The 'Ocelot Locker' Ransomware was first observed on January 9, 2017. The 'Ocelot Locker' Ransomware is being distributed probably by disguising a corrupted executable file as a popular free application available on low-quality websites. The 'Ocelot Locker' Ransomware also may be linked to various exploit kits. The 'Ocelot Locker' Ransomware does not have an encryption engine or any advanced features that, despite its appearance, emulates encryption ransomware Trojans; the 'Ocelot Locker' Ransomware is simply a screen locker that seems to have an educational purpose.
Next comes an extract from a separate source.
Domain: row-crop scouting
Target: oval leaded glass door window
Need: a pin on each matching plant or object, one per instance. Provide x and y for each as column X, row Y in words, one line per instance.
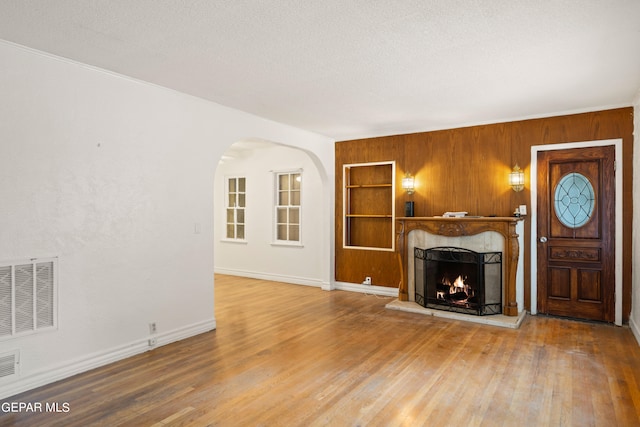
column 574, row 200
The 'Ocelot Locker' Ransomware – A Name Meaning Danger with a Good Purpose

Although the 'Ocelot Locker' Ransomware prevents computer users from accessing their machines by locking its screens, the 'Ocelot Locker' Ransomware does not affect the victims' data. However, the 'Ocelot Locker' Ransomware is designed to emulate other better-known ransomware Trojans that do carry out harmful attacks, using strong encryption methods to make the victim's files inaccessible completely. The main purpose of the 'Ocelot Locker' Ransomware is to trick computer users into believing that their machines have been infected severely by an encryption ransomware Trojan. In the case of the 'Ocelot Locker' Ransomware, it uses a ransom window that is very similar to the one used by the infamous CryptoWall family of ransomware. The 'Ocelot Locker' Ransomware uses a ransom note that is red and a shield logo that is colored in blue and white. To the right of this shield logo is the 'Ocelot Locker' Ransomware's 'ransom note,' which reads as follows:

All your personal documents, videos, mp3 files, images, or any other files have been encrypted with a military grade encryption key. The key has been stored on our server. For you to get this key you will have to pay 0.03 BTC (25 USD) and the key will be given to you.'

The 'Ocelot Locker' Ransomware Seems to be Designed to Educate the Public

It seems that the authors of the 'Ocelot Locker' Ransomware are not trying to profit from the attack but are merely harassing computer users in a misguided attempt to educate them so that they will be more cautious online. When a victim of the 'Ocelot Locker' Ransomware attack clicks on the button 'Check for the payment' located on the 'Ocelot Locker' Ransomware's ransom note, a new message pops up. This second message warns the victim to be more careful next time, including some links that provide information about how to prevent ransomware attacks. The second message that pops up is included below:

'Ocelot Ransomware
This could have been real
This could have been a real attack! Don't let Ransomware fool you into paying!
Prevention is better than desinfection!
Go ahead and download RansomFree, MalwareBytes or any antivirus for that matter.
Helpfull Links:
And just remember, prevention is better than desinfection.'

In fact, the creators of the 'Ocelot Locker' Ransomware are right when trying to prevent these attacks because prevention is the best method since once the victim's files have been encrypted, it may be too late to take any meaningful action beyond restoring the affected files from a backup copy. The best ways to prevent these attacks are to have a strong anti-malware application to protect your computer and backups of your files. However, PC security researchers do have issues with the way this 'education' is delivered to the victim. To 'educate' the victim, the 'Ocelot Locker' Ransomware does infect the victim's computer, and it would not be difficult to adapt the 'Ocelot Locker' Ransomware, and it's distribution method to turn it into a real threat. For example, taking away the second pop-up window would turn the 'Ocelot Locker' Ransomware into a typical screen locker infection. Educational ransomware like these has backfired before, often in devastating ways. For example, the HiddenTear family of ransomware that released as an educational proof of concept initially spawned countless devastating ransomware attacks since its creation.